もっとも、買ってきた時点で既に額に入っていたものですから、そのまま飾っているにすぎませんが、、、。
我が家での通常の状態
ところで、この皿の類品は、栗田美術館にもあり、以前は、本館の入口を入って直ぐの、大きな展示室への入り口のところに、やはり、額に入れて飾ってありました。
故栗田館長さんがその皿を好きだったものですから、別格扱いだったんです。
下の写真は、栗田美術館所蔵の皿です。「伊万里・鍋島」(財団法人栗田美術館が1985年に作成した図録)から転載しました。
伊万里染付傘形皿 h2.7cm d16.5cm 宝永、正徳(1704ー15年)
栗田美術館の物が、傘の柄の根元部分が白抜きになっているだけで、我が家の物とほとんど同じです。
ただ、栗田美術館では、この皿の製作年代を宝永、正徳(1704ー15年)としていますが、私は、宝永、正徳(1704ー15年)はないんじゃないかな~、もっと若いんじゃないかな~、江戸後期じゃないかな~とは思ってはいましたが、ほとんど同じであることは否定できません。
私は、この皿を、苦労して、やっとの思いで入手したこともあり、有頂天になり、入手した当座は、周りのコレクターに、「この皿は、栗田美術館の看板古伊万里の一つと同じなんだよ!」と吹聴し、自慢してみせびらかしたものです(^^;
お陰で、私は、周りのコレクターから、「栗田美術館の看板古伊万里の一つと同じ物を持っている者」として、一目置かれるようになりました。
その後、十数年が経った平成10年のこと、今度は、やはり、東京で、「染付蛇の目傘文盃」を買いました。

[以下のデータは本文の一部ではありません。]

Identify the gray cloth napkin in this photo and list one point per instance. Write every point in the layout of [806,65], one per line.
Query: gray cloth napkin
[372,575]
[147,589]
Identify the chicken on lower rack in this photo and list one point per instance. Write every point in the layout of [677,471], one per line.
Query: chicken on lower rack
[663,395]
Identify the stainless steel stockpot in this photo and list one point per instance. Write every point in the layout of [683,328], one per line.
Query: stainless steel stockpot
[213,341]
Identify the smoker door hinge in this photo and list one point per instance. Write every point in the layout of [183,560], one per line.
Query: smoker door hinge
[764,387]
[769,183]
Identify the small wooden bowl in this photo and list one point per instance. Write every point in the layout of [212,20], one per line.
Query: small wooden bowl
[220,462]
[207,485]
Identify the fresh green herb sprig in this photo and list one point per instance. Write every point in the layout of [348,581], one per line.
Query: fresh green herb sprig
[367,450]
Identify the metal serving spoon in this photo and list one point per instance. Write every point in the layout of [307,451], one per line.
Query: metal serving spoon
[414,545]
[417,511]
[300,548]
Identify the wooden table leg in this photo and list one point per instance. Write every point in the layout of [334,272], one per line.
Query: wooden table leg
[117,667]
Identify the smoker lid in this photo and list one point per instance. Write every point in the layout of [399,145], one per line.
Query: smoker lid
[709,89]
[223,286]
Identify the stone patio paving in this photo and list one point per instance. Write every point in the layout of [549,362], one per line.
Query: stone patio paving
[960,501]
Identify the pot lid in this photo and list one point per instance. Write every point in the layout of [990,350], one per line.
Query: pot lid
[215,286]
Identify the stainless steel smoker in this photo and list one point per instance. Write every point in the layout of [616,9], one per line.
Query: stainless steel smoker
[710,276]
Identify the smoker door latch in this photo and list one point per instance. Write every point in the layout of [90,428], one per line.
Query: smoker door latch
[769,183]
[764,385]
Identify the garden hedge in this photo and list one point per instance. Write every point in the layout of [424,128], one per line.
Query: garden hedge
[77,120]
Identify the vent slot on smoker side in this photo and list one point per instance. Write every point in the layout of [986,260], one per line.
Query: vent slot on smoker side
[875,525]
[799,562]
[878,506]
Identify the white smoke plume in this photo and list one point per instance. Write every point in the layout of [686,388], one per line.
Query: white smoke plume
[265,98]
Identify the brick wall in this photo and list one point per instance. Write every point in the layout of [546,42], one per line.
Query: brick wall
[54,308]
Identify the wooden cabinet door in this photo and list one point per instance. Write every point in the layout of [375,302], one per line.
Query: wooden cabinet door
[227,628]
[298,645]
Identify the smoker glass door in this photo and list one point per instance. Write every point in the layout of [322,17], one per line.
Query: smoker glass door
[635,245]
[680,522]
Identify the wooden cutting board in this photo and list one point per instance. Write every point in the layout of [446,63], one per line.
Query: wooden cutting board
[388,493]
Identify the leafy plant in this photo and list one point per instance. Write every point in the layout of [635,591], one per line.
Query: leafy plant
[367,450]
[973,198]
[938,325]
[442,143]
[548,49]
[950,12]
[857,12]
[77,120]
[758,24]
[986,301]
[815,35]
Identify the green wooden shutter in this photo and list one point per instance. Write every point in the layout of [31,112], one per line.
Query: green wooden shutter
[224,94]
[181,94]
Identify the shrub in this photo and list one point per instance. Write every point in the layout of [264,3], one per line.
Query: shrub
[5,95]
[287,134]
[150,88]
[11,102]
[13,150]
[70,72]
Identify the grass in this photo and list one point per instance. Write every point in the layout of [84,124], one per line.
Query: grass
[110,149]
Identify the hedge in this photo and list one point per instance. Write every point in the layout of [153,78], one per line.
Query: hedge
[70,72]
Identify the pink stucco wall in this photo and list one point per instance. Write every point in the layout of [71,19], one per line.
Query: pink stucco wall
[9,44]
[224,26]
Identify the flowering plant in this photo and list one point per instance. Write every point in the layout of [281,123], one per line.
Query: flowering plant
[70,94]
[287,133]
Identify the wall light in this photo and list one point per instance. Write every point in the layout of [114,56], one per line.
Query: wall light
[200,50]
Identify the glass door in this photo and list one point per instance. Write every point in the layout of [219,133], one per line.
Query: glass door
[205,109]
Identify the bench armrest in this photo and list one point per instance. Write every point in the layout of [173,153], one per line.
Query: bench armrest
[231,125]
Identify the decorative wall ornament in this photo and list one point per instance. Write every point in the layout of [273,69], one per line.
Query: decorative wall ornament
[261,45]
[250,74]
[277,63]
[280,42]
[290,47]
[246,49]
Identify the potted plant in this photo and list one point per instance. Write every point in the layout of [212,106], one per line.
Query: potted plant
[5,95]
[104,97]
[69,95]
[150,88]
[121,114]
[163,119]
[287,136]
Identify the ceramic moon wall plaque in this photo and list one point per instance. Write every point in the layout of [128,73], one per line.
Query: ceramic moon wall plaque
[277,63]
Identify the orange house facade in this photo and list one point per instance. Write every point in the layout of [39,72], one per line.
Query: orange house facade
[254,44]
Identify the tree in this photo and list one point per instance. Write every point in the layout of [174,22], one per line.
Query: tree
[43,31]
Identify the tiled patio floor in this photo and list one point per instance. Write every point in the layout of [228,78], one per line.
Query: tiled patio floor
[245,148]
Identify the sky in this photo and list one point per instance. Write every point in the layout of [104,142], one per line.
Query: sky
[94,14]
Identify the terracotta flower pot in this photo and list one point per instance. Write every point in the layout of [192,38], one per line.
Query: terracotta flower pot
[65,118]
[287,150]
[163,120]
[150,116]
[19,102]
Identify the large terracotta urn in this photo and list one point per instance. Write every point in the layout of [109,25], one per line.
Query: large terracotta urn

立てたところ( 口径:4.6cm 高さ:4.5cm)
伏せたところ
この盃を入手した当座は、皿と対になったものですから喜びもひとしおで、「陶説」(日本陶磁協会の月刊機関誌)に投稿したり、ホームページで紹介したりしたものです(^-^;
しかしね~、栄枯盛衰というものは、こんな古伊万里の世界にもやってくるんですね~(-_-;)
平成8年に栗田館長さんが亡くなり、この皿の最大の庇護者がいなくなりました。そうしましたら、この皿の製作年代は江戸後期に引き下げられ(詳細年、元号は忘れました)、それまで置かれていた場所も、栗田美術館での特等席の本館の入口を入って直ぐの、大きな展示室への入り口のところから外され、一般の展示ケースの隅のほうに押しやられてしまいました。
それまで置かれていた場所には、故栗田館長さんの大きな全身像の写真が飾られています。やはり、ここは、栗田美術館での特等席だったんですね。
現在は、この皿は額から外され、その後、どこから見つけてきたのか、我が家にあるような「染付蛇の目傘文盃」とともに、下の写真のような状態で、一般の展示ケースの隅のほうに展示してあります。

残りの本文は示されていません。